In a subsequent study, which is described in the highlighted paper,4 Stefan Grimme and Peter R. Schreiner teamed to solve the riddles exhibited by hexaarylethanes.  The parent molecule, hexaphenylethane, is experimentally unknown as it dissociates readily into two Gomberg radicals, 2Ph3C•. Similarly, hexa-(para-tert-butylphenyl)-ethane dissociates into its corresponding radicals. By contrast, the apparently much more crowded hexa-(3,5-di-tert-butylphenyl)ethane (2) is a stable molecule with a very long C-C bond of 1.67 Å. Structure 2 is the only one that maintains attractive H---H interactions between the meta-di-substituted phenyl groups. Grimme and Schreiner showed that in all the hexaarylethanes, the BDE is negative in the absence of dispersion interactions, but becomes positive upon addition of dispersion. However, only 2 has a positive dissociation free energy.

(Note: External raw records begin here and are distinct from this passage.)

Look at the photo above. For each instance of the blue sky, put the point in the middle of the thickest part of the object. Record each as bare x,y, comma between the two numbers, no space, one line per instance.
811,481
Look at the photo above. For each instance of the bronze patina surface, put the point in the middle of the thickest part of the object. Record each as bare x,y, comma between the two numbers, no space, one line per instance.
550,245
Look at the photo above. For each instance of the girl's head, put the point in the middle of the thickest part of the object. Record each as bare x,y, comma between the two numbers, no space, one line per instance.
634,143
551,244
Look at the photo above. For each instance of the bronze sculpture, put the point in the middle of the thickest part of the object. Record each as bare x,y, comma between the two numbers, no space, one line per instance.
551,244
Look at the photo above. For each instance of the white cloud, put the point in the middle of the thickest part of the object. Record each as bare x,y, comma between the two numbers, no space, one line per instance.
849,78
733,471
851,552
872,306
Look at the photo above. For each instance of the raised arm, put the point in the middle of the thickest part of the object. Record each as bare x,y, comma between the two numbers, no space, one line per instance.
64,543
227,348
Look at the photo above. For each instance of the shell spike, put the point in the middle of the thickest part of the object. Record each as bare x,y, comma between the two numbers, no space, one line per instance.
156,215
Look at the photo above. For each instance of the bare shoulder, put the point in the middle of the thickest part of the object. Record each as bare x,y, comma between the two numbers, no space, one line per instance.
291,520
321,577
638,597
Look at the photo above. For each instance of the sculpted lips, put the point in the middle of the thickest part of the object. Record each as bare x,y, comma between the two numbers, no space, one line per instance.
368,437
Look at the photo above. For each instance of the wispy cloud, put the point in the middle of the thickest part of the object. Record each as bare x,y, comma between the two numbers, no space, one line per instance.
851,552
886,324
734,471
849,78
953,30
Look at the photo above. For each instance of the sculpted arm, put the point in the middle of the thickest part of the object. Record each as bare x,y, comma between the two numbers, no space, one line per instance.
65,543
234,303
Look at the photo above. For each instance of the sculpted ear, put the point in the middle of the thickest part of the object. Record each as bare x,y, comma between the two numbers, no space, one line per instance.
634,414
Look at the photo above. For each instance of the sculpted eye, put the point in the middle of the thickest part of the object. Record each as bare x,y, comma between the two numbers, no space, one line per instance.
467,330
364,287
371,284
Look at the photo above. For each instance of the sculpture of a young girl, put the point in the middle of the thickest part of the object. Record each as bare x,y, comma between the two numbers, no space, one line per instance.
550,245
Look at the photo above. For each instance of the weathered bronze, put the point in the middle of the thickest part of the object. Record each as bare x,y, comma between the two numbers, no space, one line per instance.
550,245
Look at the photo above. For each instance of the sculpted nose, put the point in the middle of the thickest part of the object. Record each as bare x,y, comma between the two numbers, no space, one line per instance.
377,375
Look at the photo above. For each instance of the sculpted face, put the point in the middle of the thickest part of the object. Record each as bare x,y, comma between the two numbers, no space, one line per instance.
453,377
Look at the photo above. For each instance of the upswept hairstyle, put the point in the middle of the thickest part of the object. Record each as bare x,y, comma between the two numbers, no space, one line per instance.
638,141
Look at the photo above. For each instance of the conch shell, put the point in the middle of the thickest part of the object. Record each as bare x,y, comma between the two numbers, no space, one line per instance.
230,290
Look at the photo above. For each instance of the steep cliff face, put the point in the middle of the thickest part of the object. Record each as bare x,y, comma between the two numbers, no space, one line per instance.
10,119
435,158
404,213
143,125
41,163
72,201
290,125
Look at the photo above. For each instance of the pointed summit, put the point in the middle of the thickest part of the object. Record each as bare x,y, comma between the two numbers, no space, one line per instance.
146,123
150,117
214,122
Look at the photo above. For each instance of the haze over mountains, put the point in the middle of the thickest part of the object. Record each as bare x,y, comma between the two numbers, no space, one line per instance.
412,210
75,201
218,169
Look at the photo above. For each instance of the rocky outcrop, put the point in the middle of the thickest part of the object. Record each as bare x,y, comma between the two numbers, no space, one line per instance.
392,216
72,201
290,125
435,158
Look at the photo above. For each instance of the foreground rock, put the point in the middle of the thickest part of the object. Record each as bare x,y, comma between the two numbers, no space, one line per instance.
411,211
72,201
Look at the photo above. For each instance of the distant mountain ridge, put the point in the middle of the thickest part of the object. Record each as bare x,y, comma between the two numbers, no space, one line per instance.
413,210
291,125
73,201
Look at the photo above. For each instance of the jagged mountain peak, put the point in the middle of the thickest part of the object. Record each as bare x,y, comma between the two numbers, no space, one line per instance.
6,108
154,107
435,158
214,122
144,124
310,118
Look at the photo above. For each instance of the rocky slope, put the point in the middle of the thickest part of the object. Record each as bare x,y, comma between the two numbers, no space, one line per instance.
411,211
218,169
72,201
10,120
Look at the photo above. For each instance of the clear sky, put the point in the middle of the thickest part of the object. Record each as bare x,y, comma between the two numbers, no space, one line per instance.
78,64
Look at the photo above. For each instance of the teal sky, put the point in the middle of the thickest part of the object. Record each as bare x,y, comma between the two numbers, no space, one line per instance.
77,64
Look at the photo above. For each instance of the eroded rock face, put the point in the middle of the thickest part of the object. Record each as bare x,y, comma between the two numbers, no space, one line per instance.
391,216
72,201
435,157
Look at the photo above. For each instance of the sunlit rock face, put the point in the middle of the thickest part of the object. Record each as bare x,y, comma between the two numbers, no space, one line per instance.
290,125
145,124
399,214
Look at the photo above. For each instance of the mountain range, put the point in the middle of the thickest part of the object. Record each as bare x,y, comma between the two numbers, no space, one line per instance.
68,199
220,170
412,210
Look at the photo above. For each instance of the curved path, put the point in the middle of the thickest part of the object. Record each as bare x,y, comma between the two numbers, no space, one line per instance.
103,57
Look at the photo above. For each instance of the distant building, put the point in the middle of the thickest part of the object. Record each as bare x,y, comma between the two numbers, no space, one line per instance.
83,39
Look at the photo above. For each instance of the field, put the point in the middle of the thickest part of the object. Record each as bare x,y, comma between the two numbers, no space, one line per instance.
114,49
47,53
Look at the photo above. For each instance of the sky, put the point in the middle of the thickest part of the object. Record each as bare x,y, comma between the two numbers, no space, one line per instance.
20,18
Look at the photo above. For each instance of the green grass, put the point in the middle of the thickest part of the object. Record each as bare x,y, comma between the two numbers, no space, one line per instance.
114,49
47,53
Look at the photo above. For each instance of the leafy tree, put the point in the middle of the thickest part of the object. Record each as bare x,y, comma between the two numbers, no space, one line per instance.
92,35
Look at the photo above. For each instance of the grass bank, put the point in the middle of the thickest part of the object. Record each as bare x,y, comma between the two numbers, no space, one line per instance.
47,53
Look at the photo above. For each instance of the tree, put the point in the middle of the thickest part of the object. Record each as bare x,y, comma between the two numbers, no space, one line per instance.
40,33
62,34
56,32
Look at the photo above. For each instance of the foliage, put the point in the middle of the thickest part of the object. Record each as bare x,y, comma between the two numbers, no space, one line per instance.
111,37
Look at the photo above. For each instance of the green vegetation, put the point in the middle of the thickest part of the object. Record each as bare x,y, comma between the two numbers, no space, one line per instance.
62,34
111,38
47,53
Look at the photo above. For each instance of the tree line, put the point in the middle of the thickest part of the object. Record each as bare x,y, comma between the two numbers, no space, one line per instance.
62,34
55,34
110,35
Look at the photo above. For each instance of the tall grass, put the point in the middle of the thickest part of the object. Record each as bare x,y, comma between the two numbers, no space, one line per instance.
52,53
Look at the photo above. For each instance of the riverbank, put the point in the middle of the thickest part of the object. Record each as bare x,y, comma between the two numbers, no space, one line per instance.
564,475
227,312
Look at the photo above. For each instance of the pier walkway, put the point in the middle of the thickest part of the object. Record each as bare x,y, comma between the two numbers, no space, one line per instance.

Furthermore, computational removal of the dispersion contributions of the tert-butyl groups would have made 2 unstable with BDE<0. Therefore, the sticky fingers that hold the C-C bond in 2 are the H---H interactions, which contribute 40 kcal/mol to the total BDE (>50%). These sticky fingers create a second minimum in the bond dissociation energy curve of 2. This minimum, so-called 2vdw, lies at a C-C distance of ~5.2 Å and its binding energy is purely dispersive and amounts to 26.6 kcal/mol. That is, 2vdw is held exclusively by the sticky H---H fingers!
The role of the sticky H---H fingers was subsequently probed by Fokin, Schreiner et al., to stick together layers of graphanes.5 The potential practical applications of these dispersion-supported bonds are wide ranging. There is something new and potable in chemical bonding!
(1) G. Frenking, S. Shaik, “90 Years of Chemical Bonding”, J. Comput. Chem. 2007, 28, 1-455.
(2) S. Shaik, “The Lewis Legacy: The Chemical Bond-A Territory and Heartland of Chemistry”, J. Comput. Chem. 2007, 28, 51-61.
(3) P. R. Schreiner, L. V. Chernish, P. A. Gunchenko, E. Y. Tikhonchuk, H. Hausman, M. Serafin, S. Schlecht, J. E. P. Dahl, R. M. K. Carlson, A. A. Fokin, “Overcoming Lability of Extremely Long Carbon-Carbon Bonds Through Dispersion Forces”, Nature, 2011, 477, 308-312.
(4) S. Grimme, P. R. Schreiner, “Steric Crowding Can Stabilize a Labile Molecule: Solving the Hexaphenylethane Riddle:, Angew. Chem. Int. Ed. 2011, 50, 12639-12642.
(5) A. A. Fokin, D. Gerbig, P. R. Schreiner, “ss- and p/p-Interactions Are Equally Important: Multilayered Graphanes”, J. Am. Chem. Soc. 2011, 133, 20036-20039.